Maybe it's time for me to grow up. To aside my selfish and pay attention to the surroundings. It's time to be more sensitive and understand some circumstance. To treat people friendly by being a debonair person. It's time to act like my age, correct that, we don't need to wait for another year to be mature right? Even though growing older doesn't make you growing up either.
To realize that friends slowly won't be there to listen to my whining, forces me to solve my own problems. To realize that I'm a first daughter and I have to be an example of good to my bro, turns me into a responsible person, hopefully.
But there will always be a time where my bro is better than me, in so freaking many things. And that sucks. Here goes the story..
My bro just got accepted at one of favorite senior high school in bandung. It's a school with an international basic education, which is a neighbor of a school I failed to get accepted. Imagine how proud my parents are. Furthermore, he won a speech contest in sundanese at the province 3 months ago. And another speech contest competition in some university. I was also proud at first but then an abundant angst invade me. What if i couldn't make it next year? What if my report card became worse? and those what ifs pops up every time people ask about where will I continue to study.
And I just got a hair cut.
As short as Emma Watson's.
Who would care anyway since I'm wearing a veil, haha.
That was a brief gasp of my anxiety. Well, when life gives you lemon, just make a lemonade, right? But the thing is I'm a kind of person who would plant a disguise lemon field. I don't use to space out myself from problems. I am an over thinker. I think about everything too much. Even about an eraser.
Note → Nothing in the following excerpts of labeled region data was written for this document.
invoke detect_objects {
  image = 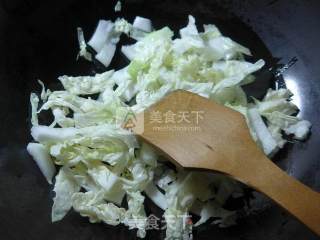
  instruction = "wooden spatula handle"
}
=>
[239,156,320,235]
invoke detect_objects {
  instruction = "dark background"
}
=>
[0,0,320,240]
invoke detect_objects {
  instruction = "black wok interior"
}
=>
[0,0,320,240]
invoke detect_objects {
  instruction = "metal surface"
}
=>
[0,0,320,240]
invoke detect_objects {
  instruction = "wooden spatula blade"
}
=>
[133,90,320,235]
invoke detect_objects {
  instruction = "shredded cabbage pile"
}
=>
[27,16,311,239]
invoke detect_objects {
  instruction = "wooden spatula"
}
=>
[133,90,320,235]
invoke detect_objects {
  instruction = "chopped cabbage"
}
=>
[27,15,311,239]
[114,1,122,12]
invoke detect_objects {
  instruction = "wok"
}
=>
[0,0,320,240]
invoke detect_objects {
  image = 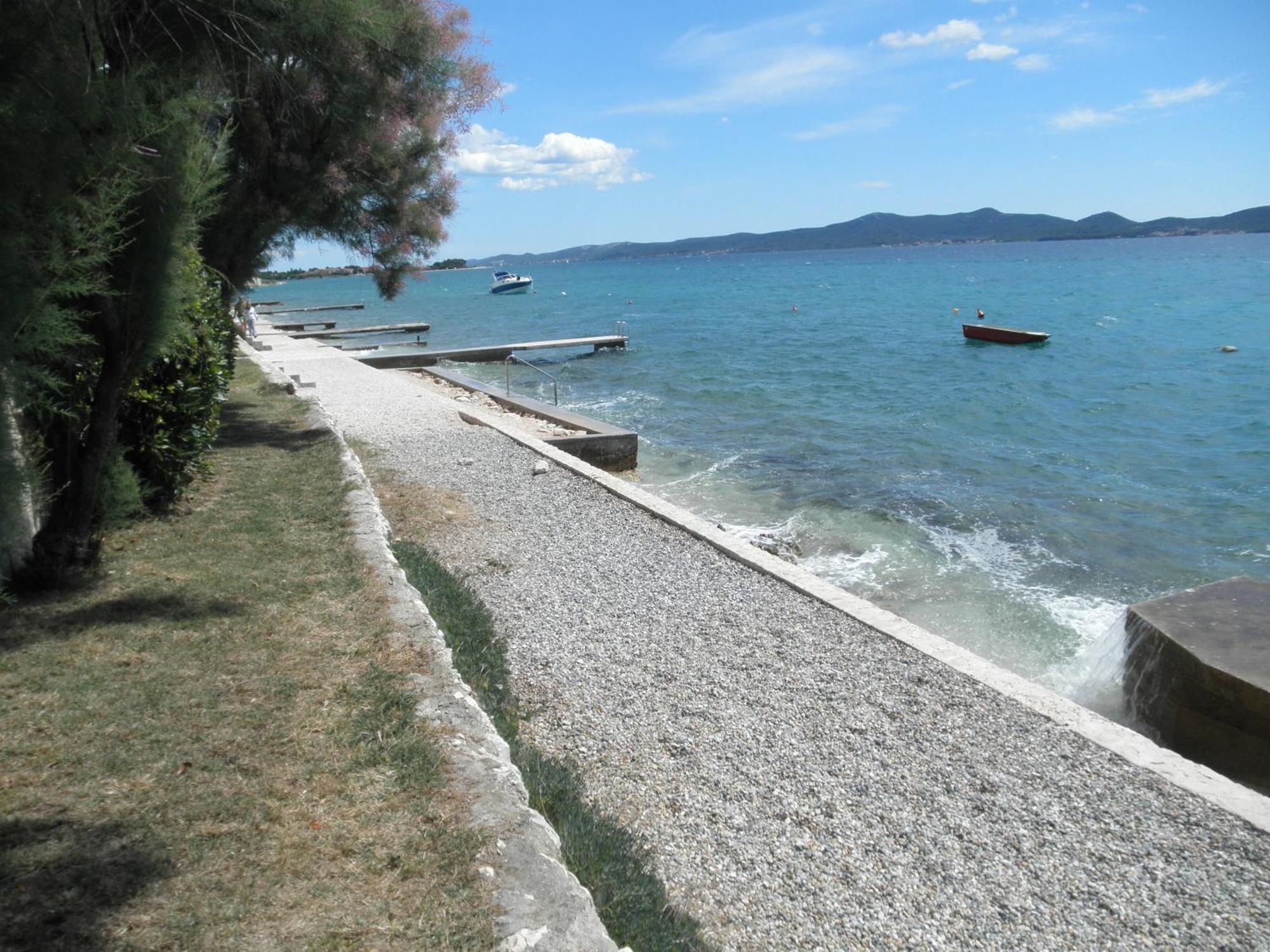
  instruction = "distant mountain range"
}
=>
[469,206,1270,268]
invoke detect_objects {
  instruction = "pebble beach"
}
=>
[259,338,1270,949]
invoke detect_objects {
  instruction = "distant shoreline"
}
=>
[474,206,1270,268]
[258,264,494,287]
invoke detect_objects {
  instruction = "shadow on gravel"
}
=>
[392,541,710,949]
[0,590,244,652]
[0,819,169,949]
[216,402,331,453]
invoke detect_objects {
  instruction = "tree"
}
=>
[0,3,224,583]
[0,0,493,583]
[202,0,494,297]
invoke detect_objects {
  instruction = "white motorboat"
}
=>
[489,272,533,294]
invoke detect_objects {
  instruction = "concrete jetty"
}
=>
[1124,576,1270,790]
[419,367,639,472]
[260,302,366,317]
[358,334,630,371]
[288,321,432,340]
[257,327,1270,949]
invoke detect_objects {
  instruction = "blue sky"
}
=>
[283,0,1270,265]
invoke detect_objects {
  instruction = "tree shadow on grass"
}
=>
[0,589,245,652]
[512,740,710,952]
[216,401,331,453]
[0,819,170,949]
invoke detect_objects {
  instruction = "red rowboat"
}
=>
[961,324,1049,344]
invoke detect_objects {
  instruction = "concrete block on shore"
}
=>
[1124,576,1270,790]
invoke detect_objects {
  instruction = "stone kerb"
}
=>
[240,344,629,952]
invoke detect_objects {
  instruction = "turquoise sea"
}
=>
[276,235,1270,712]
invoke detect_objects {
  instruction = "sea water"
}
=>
[271,235,1270,713]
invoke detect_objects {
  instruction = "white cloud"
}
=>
[453,124,652,192]
[1049,79,1231,132]
[498,176,546,192]
[791,105,903,142]
[1049,107,1124,132]
[879,20,983,50]
[965,43,1019,62]
[1013,53,1050,72]
[613,46,855,113]
[1142,79,1229,109]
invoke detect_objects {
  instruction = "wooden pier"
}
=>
[287,322,432,340]
[260,303,366,317]
[357,334,630,369]
[273,321,335,331]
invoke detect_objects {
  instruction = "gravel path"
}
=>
[271,341,1270,949]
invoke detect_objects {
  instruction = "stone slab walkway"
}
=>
[262,333,1270,949]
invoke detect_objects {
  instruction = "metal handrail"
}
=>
[503,354,560,406]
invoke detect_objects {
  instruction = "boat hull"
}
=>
[961,324,1049,344]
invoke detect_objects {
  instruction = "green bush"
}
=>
[119,249,235,509]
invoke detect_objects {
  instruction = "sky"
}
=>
[283,0,1270,267]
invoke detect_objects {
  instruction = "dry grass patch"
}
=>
[0,366,494,949]
[358,465,710,952]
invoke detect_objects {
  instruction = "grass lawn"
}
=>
[0,362,495,949]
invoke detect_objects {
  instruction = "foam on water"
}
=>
[271,235,1270,721]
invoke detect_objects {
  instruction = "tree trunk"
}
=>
[18,333,130,589]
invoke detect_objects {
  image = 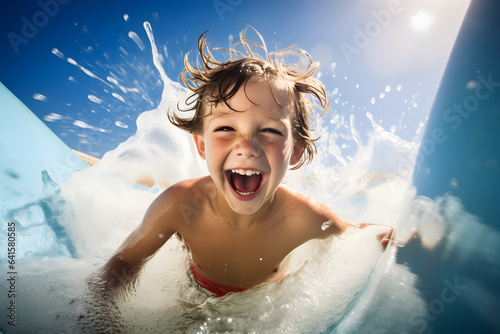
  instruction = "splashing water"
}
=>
[4,22,426,333]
I will spend ten minutes to choose what kind of eraser I need.
To tell the truth, I'm at my disadvantage of that habits nowadays. It stressed me. The fact that I don't just let go every single thing which comes to me has just turned me into a drama queen. Maybe this is why I don't have a crush on anyone.
So we just arrived at the conclusion paragraph. Where people write a truckloads of sentences to assure themselves about their decision. But just a moment ago I realized that I have just made mine at the very first paragraph. And I realized that I'm using too much realize in this post. I know, I won't use it anymore since I realized that my vocab sucks. Oh, I just used it.